The refined traversal also means that there's less of an emphasis on parkour than in earlier Infamous games. While few will miss the endless windowsill-skimming from the series' PlayStation 3 days, missions that rely exclusively on parkour are now few and far between. An early mission that involves scaling the Seattle Space Needle is a standout, but climbing doesn't become a central mechanic again until much later in the game. These segments are so enjoyable that I wished there were more of them sprinkled throughout Second Son's campaign; the few that exist feel more like a tease than anything.
Other mechanics don't work quite as well as intended. Second Son showcases the DualShock 4 controller's capabilities to an unnecessary extreme. Players need to frequently swipe the DualShock 4's touchpad in response to on-screen prompts in order to perform scripted actions like opening doors, disabling turrets, and other situations where a button press would suffice. The result reminds me of tacked-on motion controls in early Wii games. It's not a deal-breaker, but touchpad inputs are frequent and cumbersome enough to stand out, and they don't gel at all with Second Son's otherwise refined gameplay mechanics.
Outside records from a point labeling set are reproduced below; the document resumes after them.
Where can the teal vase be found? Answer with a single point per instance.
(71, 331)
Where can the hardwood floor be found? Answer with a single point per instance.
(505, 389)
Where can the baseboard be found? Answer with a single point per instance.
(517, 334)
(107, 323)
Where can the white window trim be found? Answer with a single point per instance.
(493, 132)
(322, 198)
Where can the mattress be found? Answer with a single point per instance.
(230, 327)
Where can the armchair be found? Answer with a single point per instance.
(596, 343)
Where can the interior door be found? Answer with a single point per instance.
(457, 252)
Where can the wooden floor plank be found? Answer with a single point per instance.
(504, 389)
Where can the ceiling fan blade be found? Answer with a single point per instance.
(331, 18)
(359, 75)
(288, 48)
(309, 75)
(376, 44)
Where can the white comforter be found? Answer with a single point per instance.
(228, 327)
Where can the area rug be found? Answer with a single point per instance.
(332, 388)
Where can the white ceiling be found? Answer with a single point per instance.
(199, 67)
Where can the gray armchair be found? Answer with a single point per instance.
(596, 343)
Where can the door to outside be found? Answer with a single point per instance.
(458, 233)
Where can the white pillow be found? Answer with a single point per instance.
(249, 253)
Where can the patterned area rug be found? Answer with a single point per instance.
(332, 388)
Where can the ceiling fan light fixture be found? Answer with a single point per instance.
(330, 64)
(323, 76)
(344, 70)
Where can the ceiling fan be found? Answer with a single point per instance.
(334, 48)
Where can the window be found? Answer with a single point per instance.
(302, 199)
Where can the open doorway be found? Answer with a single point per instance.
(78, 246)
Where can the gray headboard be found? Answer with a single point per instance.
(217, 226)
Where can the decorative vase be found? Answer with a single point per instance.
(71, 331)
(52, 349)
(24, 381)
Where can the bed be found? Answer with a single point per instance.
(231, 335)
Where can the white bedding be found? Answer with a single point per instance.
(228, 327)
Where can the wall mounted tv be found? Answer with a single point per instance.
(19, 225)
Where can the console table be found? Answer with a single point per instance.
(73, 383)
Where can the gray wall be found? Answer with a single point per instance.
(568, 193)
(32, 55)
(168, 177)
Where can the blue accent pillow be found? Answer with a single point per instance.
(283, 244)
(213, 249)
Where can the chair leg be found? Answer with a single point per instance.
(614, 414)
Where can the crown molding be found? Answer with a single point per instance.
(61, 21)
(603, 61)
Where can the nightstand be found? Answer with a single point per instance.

While previous Infamous games were often frustrating during their later campaign missions, Second Son maintains a steady growth in difficulty throughout, allowing players to rise to the challenge by progressing through its skill tree at their own pace. Enemy encounters are frequent but deftly paced, and give players plenty of strategic options. Even the boss battles -- a low point in earlier Infamous games -- are enjoyable and memorable in Second Son.
Second Son is polished and refined enough to make previous series entries feel dated in comparison. It represents a great leap forward both in terms of gameplay and in graphical fidelity, and establishes a high standard for what players can expect from the PlayStation 4.
This review is based on a retail copy of Infamous: Second Son, provided by Sony.